How do we better engender a healthy, happy, and productive school environment where both teachers and students can flourish?
In Martin E.P. Seligman’s Flourish (published April 5, 2011 with Simon and Schuster), he writes about the five elements people need in order to flourish. It goes beyond trying to find happiness: “Flourishing rests on five pillars, each of which we value for its own sake, not merely as a means to some other end.”

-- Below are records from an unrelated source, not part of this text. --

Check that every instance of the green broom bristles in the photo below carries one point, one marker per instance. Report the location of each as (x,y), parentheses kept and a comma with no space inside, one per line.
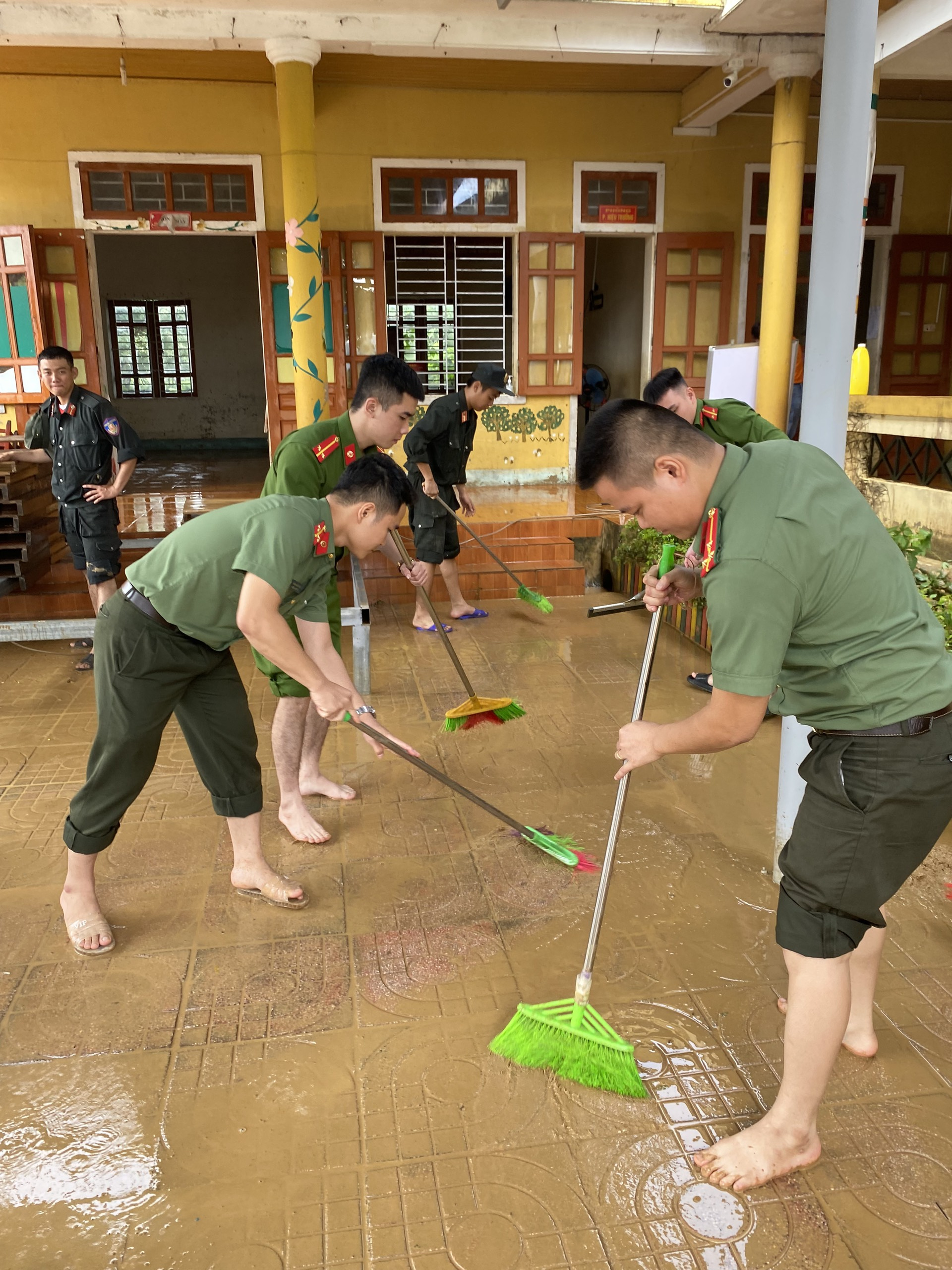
(535,599)
(590,1053)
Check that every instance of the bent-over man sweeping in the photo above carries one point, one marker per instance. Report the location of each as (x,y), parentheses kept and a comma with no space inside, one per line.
(813,609)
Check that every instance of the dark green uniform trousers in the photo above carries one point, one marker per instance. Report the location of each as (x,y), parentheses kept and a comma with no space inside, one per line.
(144,674)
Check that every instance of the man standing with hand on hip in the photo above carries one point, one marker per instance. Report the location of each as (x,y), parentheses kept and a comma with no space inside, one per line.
(813,609)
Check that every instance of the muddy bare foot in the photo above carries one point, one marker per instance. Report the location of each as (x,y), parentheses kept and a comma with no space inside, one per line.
(311,786)
(301,825)
(861,1042)
(261,877)
(756,1157)
(80,906)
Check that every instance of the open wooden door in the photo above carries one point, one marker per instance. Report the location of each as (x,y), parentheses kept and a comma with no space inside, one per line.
(21,328)
(62,275)
(694,278)
(917,339)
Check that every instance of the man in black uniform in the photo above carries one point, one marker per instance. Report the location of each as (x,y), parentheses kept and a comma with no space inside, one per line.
(76,432)
(437,451)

So what are the five pillars and how do we create those elements in a school environment?
Here are my thoughts:
Positive Emotion
In order for our schools to flourish, they need to be a place where positive emotions reside. At the moment, school systems, teachers, and students are surrounded with negative emotions. Most teachers try to create a positive environment for their students, but so much depends on what happens outside of the classroom. If we want to improve that outer atmosphere, we need to make sure teachers are happy and not stressed out over the increased pressures surrounding their profession. If the teacher ain’t happy, ain’t nobody happy.
Engagement
Students engage when they have a sense of wonder and curiosity about the subject matter, which is a direct result of the teacher’s engagement. I engage with my students because I want to hear and read what my students think about what we are learning in the classroom. The more control I have over the content of my classroom, the more engaged I am, which creates that atmosphere for my students. When reform agencies dictate the content of teachers’ classrooms, engagement diminishes significantly.
Relationships
Even at the college level where I rarely see students for more than a semester, I have developed strong relationships with my students. I also encourage students to form strong bonds with each other because they need to trust each other when they share their thoughts in classroom discussions and essays in writing workshops. If students aren’t talking to and collaborating with each other, they will never build those necessary relationships.
Meaning
Teachers find meaning in their chosen profession; it’s intrinsic to their job description. However, the current educational trends take away that intrinsic process from students: Students’ choices are being stripped away, with most schools buying into the factory model of producing only college-bound students, instead of creating a place where students can discover their own passions and direction in life.
Accomplishment
One of the reasons video games are so popular with children and teens is that they offer a sense of accomplishment as players move through the levels. This element is sorely lacking in today’s school system. In middle school, students can move through the grade levels without passing a single subject. Some parents are demanding that their children are rewarded for little effort. What has hurt teachers in this area is the evaluation system that measures teachers’ accomplishments through a deeply flawed test. No matter what we tell ourselves about the growth we see in our students, if our accomplishments can be stripped away by a flawed test, we will operate from a defeatist position.
As Seligman states, each of these five pillars needs to be present for people to flourish. It only makes sense that they must be present in the school system for teachers and students to flourish as well.